La Tribune - Ghislaine Filliatreau, vous êtes directrice de l'OST. En 2008, la recherche et développement ne pesait plus que 2,08% du PIB contre plus de 2,2% en 2002. Faut-il conclure à un affaiblissement de la R&D en France ?

Ghislaine Filliatreau - Tout d'abord, ce chiffre est tiré de données OCDE qui s'arrêtent en 2007. Or on voit, d'après les données du ministère de la Recherche, qu'en 2008 ce rapport avait commencé à augmenter. Par ailleurs, en 2007, la France est deuxième derrière l'Allemagne et devant le Royaume-Uni, avec 16,1% des dépenses en R&D de l'Union européenne, après une période de baisse. Il est vrai que la recherche, entre 2000 et 2007, était moins en tête des priorités. Ce qui explique la prise de conscience qui a eu lieu à ce moment, provoquée notamment par l'ambition de l'Union européenne d'être en pointe des sociétés de la connaissance, le mouvement des chercheurs de 2006, les données OCDE et le choc des classements internationaux. Ceux-ci ont mis en lumière le faible positionnement de nos universités et une courbe relativement plate de l'intensité de recherche. Il faudra donc observer les tendances ultérieures.

- Les initiatives récentes (autonomie des universités, grand emprunt...) sont-elles à même de maintenir la France dans la course ?

- Il y a eu ces dernières années une bien meilleure appréhension par les politiques de ce qu'est la R&D. La société de la connaissance, longtemps délaissée car non visiblement rentable à court terme, est enfin mise sur le haut de la pile. Mais en R&D on ne peut avoir qu'une approche permissive car tout dépend des actions individuelles, multiples et des liens entre micro et macro. La R&D est un biotope dans lequel chaque élément compte. Nous sommes en phase de rattrapage mais dans un contexte de compétition internationale, nous devons rester dans la course en profitant de la progression de nos concurrents.

L'EDITORIAL DE LA TRIBUNE : "Chercheurs et trouveurs"

"Des chercheurs, on en trouve ; mais des trouveurs, on en cherche", avait lancé le général de Gaulle, pourtant peu avare en politiques de soutien aux grands projets, du Concorde (avant Airbus) au TGV, en passant par le nucléaire.
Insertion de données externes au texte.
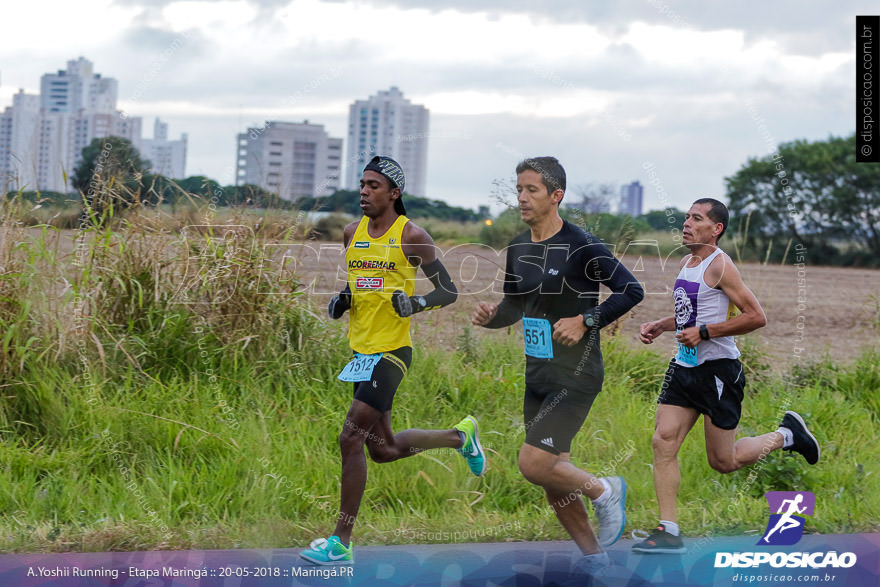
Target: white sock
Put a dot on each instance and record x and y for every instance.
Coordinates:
(787, 436)
(600, 557)
(605, 494)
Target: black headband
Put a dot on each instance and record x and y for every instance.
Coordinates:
(393, 172)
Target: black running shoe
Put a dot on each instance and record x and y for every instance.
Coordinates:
(660, 542)
(802, 440)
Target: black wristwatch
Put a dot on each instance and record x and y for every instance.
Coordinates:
(589, 320)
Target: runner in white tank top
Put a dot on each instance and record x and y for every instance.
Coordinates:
(697, 303)
(705, 376)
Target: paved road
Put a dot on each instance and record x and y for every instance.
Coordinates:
(514, 563)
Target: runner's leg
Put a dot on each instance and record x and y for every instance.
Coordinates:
(385, 446)
(360, 417)
(726, 454)
(572, 514)
(670, 429)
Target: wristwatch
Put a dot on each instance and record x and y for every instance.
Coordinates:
(589, 319)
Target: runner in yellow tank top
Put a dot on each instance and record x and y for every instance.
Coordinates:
(383, 251)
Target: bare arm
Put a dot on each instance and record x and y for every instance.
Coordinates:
(419, 248)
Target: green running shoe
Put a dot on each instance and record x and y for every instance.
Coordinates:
(329, 551)
(472, 450)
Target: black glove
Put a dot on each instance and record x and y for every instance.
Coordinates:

Ce serait toutefois faire un faux procès aux dirigeants français que de les accuser de méconnaître l'importance de la recherche pour l'avenir de la croissance et de la richesse nationales. Les efforts accomplis ces dernières années à coups de pôles de compétitivité, de crédit d'impôt recherche, de soutien aux filières, d'autonomie des universités, témoignent de cette mobilisation.

Du coup, la stagnation de notre pays à un étiage très insuffisant de 2% du PIB consacrés à la recherche a de quoi donner le bourdon. Tout ça pour ça... En entrant dans le coeur du réacteur, on s'interroge : la France fait-elle de la "bonne" recherche, écartelée entre une tradition estimable de recherche fondamentale et un impératif économique cher aux grandes entreprises de recherche appliquée ? Opposer l'une à l'autre n'a guère de sens. On ne transforme pas en un tour de main le professeur Tournesol en VRP de la dernière invention électroménagère. Mais ne pas imposer un minimum de contrainte économique aux équipes de recherche peut tout à la fois aboutir à une découverte géniale ou à un gaspillage stérile.

C'est donc à un réglage subtil qu'il faut parvenir en évitant les à-coups. Une politique de recherche se bâtit dans la durée. En intégrant la grande inertie du système. Comme sur le Titanic, les coups de barre brutaux et tardifs ne permettent pas d'éviter les icebergs. D'ailleurs, optimiser la politique française de recherche passe aussi, en amont de la chaîne, par une amélioration de notre système éducatif, en le rendant à la fois plus efficace et plus ouvert sur le monde économique. Ce ne sera pas la partie la plus facile du chantier.